İşi yapmaya ve mücadele etmeye devam edince yönlerini bulmayı da öğreniyorlar. Hem gelen siparişleri geri çevirmeden yetişmeye çalışıyorlar hem de gelen talep doğrultusunda el yapımı çikolata yapım atölyeleri açarak işlerini geliştiriyorlar. Özellikle bu işi yapmak isteyen kadınları, kendilerine bir rakip olarak görmüyorlar. Kadınlara yaptıkları atölye çalışmalarında kendilerini istihdam edilebilecek seviyeye getirecek destek vermeyi de ihmal etmiyorlar. 
“Gelen talepleri geri çevirmeden yetiştirmeye çalıştık. Çocuklara yönelik atölye yapmamız konusunda teklif gelmişti. Ne kadar işi bilseniz de birine öğretmek başka bir durum. Çok ısrar gelince bu atölyeleri yapmaya başladık ve gördük ki çocukların enerjisinin bu dükkanda olması hem de onlardan görüp ilham aldığımız işler olmaya başladı. Bizim için de çok iyi bir reklam aracı oldular. Bir çocuk 2 ebeveyn demek oluyor, sonra okula gidiyor bu bilgi, başka arkadaşlarına gidiyor. Bu anlamda atölyelerden büyük paralar kazanmak gibi bir hedefimiz olmadı, her zaman çikolata yapıp satmak ilk hedefimiz oldu. Sonra bu atölye çalışmalarını çocukların anneleri de talep etmeye başladı. Ben işsiz olduğum bir dönemde bu işe girmiştim, bu işe bir meslek olarak baktım ve emek sarf ettim. Şu anda bir dükkanım var. Benim gibi olan bir sürü kadına da burada destek olmak istedik. Hiçbir zaman bize rakip olur, işimizi elimizden alır diye düşünmedik. Kim neyi öğrenmek istiyorsa püf noktaları sonuna kadar gösteriyoruz. Yapmak isteyen kadınlar da bu bilgilerin üzerine koyup istediği yere gelebilir. Farklı illerden dahi gelip bu işi bir meslek olarak edinip gelir sağlamak için katılan kadınlar oluyor.”

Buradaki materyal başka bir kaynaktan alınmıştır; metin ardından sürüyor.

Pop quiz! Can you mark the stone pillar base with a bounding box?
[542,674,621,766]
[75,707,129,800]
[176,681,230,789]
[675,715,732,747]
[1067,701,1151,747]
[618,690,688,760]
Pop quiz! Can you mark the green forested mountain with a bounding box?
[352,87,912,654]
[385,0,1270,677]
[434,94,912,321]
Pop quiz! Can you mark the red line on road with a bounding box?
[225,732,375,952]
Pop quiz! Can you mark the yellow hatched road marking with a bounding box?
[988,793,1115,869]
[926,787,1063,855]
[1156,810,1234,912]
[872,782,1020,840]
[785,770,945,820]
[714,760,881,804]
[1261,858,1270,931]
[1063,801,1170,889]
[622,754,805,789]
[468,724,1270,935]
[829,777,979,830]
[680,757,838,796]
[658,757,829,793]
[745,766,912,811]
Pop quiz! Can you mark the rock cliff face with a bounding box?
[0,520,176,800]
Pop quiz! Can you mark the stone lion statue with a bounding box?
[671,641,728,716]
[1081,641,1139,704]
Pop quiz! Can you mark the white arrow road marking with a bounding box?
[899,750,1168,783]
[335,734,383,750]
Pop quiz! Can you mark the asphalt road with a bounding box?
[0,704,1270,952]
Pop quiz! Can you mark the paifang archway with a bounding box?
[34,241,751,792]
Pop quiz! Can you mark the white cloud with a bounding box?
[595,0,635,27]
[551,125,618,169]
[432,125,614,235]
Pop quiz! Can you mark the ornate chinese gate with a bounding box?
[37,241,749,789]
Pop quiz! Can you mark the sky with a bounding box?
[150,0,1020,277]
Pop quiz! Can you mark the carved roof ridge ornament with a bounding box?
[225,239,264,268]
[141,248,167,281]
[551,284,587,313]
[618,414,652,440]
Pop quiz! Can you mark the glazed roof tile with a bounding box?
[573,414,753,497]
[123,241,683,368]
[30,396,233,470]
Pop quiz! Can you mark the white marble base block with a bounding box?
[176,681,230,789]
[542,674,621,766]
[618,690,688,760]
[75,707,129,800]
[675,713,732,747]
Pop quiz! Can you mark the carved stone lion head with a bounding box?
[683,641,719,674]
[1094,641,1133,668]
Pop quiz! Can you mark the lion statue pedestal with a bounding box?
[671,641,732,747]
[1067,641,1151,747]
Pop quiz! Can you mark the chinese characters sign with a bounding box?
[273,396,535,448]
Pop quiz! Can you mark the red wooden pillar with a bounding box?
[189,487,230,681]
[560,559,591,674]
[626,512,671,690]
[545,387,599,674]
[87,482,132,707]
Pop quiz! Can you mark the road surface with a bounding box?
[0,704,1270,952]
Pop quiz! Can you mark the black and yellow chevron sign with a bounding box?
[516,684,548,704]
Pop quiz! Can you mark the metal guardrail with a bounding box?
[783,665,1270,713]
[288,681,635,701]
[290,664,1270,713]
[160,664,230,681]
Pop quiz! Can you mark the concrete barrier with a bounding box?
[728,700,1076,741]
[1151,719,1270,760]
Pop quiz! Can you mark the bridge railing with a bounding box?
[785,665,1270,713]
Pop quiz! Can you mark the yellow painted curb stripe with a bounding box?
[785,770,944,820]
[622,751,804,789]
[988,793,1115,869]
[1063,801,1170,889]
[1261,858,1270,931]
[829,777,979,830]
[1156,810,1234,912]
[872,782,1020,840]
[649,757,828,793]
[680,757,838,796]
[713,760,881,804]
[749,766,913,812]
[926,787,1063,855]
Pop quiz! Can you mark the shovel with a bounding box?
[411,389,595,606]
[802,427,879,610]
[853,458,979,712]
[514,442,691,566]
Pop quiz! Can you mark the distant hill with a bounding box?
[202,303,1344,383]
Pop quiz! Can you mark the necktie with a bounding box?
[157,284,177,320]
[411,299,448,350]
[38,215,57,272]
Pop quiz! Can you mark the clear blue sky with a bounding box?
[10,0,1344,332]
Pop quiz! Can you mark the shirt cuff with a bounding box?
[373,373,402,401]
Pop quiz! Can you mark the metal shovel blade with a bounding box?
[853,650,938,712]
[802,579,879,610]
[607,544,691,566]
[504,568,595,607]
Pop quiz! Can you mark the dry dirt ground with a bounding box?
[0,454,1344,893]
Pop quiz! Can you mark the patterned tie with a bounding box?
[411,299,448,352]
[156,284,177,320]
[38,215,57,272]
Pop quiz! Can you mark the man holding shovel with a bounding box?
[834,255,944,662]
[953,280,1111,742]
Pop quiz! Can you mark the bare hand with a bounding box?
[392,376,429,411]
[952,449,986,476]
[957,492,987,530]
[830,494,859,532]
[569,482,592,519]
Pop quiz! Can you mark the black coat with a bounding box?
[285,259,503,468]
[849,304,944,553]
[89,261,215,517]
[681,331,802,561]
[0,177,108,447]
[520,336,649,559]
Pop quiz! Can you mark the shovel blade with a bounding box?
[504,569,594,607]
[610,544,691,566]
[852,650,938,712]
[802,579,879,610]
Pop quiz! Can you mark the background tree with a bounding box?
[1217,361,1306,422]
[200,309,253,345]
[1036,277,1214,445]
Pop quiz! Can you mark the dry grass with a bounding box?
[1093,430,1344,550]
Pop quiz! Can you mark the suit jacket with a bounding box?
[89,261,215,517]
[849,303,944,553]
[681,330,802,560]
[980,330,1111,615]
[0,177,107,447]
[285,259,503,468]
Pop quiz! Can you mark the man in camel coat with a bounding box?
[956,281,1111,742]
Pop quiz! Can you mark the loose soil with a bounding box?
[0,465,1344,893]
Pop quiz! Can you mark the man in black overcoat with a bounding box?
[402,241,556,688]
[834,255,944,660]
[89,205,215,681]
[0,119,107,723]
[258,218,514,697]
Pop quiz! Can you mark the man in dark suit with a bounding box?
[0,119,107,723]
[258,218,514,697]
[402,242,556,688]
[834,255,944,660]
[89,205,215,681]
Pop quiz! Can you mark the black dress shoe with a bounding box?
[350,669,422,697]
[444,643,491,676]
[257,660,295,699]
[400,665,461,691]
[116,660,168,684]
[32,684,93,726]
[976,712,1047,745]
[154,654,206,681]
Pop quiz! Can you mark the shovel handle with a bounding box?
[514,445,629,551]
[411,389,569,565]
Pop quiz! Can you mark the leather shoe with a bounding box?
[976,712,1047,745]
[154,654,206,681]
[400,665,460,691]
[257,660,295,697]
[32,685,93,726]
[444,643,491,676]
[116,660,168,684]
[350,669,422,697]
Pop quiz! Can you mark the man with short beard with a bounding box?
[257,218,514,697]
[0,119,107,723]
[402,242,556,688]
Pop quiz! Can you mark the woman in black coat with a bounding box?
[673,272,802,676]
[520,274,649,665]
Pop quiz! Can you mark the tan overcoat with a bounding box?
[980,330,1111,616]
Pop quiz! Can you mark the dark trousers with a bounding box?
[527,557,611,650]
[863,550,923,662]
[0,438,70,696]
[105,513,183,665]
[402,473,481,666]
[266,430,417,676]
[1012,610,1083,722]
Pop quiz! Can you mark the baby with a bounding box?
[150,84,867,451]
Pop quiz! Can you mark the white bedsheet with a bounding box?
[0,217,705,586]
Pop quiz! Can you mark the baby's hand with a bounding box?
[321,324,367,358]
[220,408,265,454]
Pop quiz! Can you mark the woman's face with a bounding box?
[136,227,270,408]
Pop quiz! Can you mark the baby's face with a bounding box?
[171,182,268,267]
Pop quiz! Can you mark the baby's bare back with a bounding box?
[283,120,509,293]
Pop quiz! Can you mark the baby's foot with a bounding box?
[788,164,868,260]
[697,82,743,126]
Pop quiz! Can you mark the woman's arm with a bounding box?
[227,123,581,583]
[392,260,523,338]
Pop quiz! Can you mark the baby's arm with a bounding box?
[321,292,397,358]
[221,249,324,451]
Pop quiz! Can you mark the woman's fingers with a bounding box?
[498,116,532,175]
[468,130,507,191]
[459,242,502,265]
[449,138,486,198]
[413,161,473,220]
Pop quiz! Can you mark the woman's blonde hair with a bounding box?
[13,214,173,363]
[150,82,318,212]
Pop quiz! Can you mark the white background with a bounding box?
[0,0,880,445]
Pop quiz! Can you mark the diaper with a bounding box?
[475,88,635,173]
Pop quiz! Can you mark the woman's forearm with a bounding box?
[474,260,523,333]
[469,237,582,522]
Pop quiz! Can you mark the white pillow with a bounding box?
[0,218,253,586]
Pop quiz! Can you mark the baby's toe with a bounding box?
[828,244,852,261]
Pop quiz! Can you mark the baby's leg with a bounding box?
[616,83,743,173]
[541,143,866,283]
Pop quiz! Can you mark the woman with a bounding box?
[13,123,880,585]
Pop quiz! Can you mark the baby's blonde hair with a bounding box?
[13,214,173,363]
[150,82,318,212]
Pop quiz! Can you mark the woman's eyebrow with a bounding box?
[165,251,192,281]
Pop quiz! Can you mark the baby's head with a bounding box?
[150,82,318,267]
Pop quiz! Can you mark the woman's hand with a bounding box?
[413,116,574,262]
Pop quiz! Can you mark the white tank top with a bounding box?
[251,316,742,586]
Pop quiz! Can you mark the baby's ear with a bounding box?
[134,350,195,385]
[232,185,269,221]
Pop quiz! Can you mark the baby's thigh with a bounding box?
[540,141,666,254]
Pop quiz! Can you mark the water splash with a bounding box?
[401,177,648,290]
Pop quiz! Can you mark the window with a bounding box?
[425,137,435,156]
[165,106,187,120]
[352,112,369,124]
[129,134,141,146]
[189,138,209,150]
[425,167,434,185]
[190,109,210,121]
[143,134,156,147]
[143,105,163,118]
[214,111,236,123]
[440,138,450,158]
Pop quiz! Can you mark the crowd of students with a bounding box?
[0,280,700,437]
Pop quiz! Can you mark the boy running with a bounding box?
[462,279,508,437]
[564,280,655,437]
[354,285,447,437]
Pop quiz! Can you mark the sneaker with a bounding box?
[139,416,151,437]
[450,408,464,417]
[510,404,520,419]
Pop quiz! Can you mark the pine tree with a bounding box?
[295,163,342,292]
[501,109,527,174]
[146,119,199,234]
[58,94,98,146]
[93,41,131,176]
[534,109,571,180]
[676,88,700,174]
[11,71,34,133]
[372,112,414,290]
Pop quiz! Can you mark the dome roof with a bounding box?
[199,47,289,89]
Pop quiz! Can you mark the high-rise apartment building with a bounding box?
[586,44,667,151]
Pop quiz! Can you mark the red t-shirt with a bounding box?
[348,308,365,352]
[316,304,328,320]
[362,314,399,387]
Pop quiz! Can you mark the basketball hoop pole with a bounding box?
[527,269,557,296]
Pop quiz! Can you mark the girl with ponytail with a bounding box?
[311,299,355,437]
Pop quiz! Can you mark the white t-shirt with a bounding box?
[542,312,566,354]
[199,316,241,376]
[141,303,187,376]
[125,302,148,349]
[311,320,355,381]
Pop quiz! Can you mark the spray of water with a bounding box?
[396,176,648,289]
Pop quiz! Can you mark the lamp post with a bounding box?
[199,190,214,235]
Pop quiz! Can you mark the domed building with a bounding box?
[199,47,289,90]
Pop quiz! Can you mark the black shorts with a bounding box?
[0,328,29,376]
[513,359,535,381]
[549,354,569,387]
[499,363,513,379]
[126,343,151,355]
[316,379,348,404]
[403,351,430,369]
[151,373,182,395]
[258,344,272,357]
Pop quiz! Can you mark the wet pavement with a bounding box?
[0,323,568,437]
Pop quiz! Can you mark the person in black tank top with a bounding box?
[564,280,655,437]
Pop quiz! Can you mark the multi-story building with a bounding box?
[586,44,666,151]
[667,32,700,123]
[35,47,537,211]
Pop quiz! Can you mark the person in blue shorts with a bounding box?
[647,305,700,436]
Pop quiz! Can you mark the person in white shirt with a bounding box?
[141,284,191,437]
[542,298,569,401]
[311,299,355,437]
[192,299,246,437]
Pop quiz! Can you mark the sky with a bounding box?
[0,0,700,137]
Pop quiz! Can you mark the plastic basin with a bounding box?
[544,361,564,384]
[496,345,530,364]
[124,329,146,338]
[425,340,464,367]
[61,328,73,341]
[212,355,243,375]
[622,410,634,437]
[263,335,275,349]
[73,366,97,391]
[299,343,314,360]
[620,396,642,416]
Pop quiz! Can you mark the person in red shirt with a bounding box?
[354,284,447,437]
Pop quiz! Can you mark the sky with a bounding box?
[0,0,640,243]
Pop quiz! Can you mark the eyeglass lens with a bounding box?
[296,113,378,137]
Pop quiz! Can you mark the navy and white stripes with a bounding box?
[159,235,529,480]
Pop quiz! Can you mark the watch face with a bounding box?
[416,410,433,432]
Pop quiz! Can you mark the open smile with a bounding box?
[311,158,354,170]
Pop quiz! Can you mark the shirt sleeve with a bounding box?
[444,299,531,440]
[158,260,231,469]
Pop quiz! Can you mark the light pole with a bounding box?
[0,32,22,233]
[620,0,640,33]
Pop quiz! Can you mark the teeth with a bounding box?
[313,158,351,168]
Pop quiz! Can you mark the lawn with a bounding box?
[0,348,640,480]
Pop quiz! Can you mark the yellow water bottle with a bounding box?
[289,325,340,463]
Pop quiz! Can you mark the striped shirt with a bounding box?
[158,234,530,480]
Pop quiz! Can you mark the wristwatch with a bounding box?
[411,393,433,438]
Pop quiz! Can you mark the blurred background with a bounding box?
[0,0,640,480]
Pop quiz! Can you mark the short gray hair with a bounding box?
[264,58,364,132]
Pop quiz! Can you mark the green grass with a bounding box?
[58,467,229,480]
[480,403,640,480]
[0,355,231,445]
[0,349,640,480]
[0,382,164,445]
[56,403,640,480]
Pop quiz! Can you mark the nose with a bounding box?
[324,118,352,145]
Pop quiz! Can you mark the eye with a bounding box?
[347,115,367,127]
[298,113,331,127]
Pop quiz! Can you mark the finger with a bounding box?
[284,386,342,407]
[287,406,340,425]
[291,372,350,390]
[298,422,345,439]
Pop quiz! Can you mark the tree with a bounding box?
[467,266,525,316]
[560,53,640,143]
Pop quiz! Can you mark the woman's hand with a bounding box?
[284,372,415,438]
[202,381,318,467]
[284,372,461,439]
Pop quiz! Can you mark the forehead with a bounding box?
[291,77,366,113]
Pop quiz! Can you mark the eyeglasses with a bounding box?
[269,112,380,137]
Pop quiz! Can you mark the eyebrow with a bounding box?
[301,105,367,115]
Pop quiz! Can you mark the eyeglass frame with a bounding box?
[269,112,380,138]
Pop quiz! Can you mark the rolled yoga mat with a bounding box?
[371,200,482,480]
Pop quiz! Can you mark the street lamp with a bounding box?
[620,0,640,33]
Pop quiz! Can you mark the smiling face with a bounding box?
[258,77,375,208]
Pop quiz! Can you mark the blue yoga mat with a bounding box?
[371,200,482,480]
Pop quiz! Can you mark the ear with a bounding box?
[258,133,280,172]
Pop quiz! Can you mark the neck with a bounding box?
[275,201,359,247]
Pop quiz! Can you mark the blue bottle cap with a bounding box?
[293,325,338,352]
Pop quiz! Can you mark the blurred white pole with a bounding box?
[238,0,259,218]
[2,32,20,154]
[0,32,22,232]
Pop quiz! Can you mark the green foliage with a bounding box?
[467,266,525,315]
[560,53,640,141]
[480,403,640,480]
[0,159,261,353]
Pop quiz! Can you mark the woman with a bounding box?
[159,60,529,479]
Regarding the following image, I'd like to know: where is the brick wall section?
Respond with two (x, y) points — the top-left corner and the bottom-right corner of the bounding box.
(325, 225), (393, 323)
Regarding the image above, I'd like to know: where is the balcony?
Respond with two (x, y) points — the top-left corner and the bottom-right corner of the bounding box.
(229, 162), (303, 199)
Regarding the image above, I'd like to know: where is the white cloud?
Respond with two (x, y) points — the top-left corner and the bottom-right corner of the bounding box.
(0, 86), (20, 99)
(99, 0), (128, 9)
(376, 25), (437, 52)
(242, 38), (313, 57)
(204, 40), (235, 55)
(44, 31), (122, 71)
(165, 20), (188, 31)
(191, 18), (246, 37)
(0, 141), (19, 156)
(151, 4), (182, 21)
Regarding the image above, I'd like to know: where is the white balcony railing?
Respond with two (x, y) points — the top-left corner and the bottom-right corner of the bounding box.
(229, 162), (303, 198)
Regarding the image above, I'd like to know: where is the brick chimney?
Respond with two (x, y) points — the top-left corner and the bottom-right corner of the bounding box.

“Ne iş yaparsam yapayım çok inanarak ve isteyerek yapıyorum”
Bengü, kendi işinin sahibi olmanın büyük bir sabır gerektirdiğini ve bir an önce büyüme hayaline kapılmadan ilerlenmesi gerektiğini düşüyor. 
“Hassas bir ürün aslında çikolata, hava koşulları ve sizin ruh halinizden bile etkilenebilir. Böyle bir işi yapmak elbette keyifli, insanların mutlu olmak için yedikleri bir ürün üretmek çok güzel. İçine kattığım her şeyi en doğal ve saf halde olmasına özen gösteriyorum. Aslına bakarsanız, işin başında sayılırız. Bir marka olmak, bir yere gelmek fedakarlıklar istiyor. Maddi manevi çok yorulabilirsiniz ama karşılığını hemen alamayabilirsiniz. Sonra bir anda yüklü bir sipariş alabilirsiniz. Ben bu işi hiç bilmeden yaptıysam her kadın istediği her işi yapabilir. Mühendislik okudum, evde sadece doymak için yemek yapan bir kadındım üstelik. Sadece ne iş yaparsam yapayım çok inanarak ve isteyerek yapıyorum. Burayı kapatıp bir oto yedek parçacı da açsam o parçaları çok severek satarım.”